I am a long time Netflix user and I know that their recommendation system has some problems. The first improvement that I would suggest is to not recommend a movie to someone who has already rented the movie from Netflix. I am sure that more than 10% of all the recommendations I see are movies that I have already rented.

I should say by way of disclosure that I never rate movies. My Netflix queue is more than 2 years long, I have plenty of other sources of recommendations and I do not feel the need to do anything more to make my queue grow longer. However I do glance at the recommendations made after adding a movie to the queue and sometimes add movies from them.

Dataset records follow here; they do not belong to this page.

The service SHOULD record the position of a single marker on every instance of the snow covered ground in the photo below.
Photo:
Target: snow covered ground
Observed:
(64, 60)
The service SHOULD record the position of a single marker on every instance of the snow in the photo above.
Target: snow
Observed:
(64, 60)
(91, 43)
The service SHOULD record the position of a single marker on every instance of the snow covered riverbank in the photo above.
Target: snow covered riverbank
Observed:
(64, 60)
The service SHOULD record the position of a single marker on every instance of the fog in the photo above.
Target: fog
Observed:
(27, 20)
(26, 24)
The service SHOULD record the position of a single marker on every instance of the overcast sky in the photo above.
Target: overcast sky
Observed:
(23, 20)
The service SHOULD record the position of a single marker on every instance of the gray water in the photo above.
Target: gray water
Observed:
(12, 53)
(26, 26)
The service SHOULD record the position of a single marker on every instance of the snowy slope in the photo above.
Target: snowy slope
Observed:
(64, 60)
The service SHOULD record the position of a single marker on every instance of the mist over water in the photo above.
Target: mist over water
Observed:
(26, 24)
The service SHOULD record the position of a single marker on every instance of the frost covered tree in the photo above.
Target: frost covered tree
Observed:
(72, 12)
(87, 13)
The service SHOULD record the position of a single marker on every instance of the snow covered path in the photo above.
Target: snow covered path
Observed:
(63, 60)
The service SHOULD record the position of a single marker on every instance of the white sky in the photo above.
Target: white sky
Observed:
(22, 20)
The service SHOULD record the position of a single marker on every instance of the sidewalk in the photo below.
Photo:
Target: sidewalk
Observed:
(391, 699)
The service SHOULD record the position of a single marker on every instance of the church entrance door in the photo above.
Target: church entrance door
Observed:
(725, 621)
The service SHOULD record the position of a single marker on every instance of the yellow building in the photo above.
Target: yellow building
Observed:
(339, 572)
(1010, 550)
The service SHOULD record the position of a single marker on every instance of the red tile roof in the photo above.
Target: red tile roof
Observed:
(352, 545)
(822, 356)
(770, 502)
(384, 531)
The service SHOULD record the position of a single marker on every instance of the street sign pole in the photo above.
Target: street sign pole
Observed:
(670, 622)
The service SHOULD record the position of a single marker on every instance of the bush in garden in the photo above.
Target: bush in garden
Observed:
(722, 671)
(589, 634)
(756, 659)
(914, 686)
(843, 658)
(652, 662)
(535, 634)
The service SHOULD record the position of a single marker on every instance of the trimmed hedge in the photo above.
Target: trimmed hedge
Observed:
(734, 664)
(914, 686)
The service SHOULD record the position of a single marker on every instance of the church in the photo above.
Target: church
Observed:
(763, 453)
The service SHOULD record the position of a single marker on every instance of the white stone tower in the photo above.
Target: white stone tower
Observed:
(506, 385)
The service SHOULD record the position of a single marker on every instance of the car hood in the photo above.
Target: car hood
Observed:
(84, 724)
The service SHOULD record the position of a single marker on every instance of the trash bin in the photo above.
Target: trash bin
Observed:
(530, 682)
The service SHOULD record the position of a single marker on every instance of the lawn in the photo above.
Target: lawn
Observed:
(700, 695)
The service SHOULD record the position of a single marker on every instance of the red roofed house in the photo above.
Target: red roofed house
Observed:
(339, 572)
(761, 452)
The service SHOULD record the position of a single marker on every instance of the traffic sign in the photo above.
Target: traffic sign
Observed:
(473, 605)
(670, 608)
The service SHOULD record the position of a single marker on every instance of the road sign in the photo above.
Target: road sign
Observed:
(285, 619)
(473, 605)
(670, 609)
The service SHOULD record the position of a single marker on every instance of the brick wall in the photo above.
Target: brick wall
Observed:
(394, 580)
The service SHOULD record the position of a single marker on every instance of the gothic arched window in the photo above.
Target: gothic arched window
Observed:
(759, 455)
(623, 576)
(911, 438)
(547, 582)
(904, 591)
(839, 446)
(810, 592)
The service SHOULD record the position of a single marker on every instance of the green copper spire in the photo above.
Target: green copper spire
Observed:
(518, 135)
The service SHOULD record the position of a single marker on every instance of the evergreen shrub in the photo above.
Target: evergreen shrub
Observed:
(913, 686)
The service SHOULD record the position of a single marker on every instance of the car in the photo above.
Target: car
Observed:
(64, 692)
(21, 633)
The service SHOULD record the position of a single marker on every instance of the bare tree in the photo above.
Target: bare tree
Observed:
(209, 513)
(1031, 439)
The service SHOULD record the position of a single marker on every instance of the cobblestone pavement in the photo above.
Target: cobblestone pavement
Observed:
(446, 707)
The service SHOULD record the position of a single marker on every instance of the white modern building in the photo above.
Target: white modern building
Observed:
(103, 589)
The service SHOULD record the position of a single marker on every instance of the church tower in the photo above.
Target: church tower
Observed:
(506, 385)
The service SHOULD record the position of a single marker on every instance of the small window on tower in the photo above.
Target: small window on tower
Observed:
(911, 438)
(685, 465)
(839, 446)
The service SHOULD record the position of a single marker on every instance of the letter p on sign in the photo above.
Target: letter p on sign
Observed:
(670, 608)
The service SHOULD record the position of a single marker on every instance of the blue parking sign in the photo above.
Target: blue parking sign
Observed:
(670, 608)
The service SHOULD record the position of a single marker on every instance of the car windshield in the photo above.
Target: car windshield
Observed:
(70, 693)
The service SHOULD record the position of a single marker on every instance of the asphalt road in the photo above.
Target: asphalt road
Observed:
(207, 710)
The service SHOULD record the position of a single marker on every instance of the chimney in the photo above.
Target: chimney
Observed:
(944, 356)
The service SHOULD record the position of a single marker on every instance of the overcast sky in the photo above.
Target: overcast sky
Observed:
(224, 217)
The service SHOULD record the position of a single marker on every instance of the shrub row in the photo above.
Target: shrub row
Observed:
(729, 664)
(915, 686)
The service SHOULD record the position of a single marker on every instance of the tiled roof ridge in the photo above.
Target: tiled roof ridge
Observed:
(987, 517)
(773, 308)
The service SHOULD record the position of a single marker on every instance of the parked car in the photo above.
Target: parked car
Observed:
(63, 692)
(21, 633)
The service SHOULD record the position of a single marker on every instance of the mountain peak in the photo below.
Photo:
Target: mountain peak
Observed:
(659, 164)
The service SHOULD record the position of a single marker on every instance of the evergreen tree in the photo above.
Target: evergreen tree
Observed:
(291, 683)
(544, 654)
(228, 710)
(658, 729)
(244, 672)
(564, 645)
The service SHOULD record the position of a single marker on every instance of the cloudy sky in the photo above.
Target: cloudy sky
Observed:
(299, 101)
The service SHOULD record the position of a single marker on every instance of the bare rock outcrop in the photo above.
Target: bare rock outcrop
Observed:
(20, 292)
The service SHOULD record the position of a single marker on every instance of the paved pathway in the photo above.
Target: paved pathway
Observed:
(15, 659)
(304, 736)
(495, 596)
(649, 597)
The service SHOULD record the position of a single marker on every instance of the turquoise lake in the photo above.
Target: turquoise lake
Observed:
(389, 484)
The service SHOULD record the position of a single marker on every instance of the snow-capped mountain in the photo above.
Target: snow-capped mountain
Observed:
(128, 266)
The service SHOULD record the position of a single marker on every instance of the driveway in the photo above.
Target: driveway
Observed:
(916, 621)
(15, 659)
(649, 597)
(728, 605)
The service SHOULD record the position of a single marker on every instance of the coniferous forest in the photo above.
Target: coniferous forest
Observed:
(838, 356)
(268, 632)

There is a bigger discussion here. The Cinematch system judges peoples interest in a movie by what they say they think of movies. It would be much more effective if it also judged people by what they have done, whether they have already seen the movie, what types of movie they add to their queue and what kinds of movies they promote to the top of their queue. We know that what people say and do are often not the same and that actions speak louder than words, so lets take more heed of what they do and less of what they say.

1 comment:

Anonymous said...

Too true. I am reminded of the demise of HTML meta keyword elements due to the same reason: people lie.

However, I would not want to discard ratings in favor of actions; people might rent a movie that they come to dislike. A holistic approach is necessary.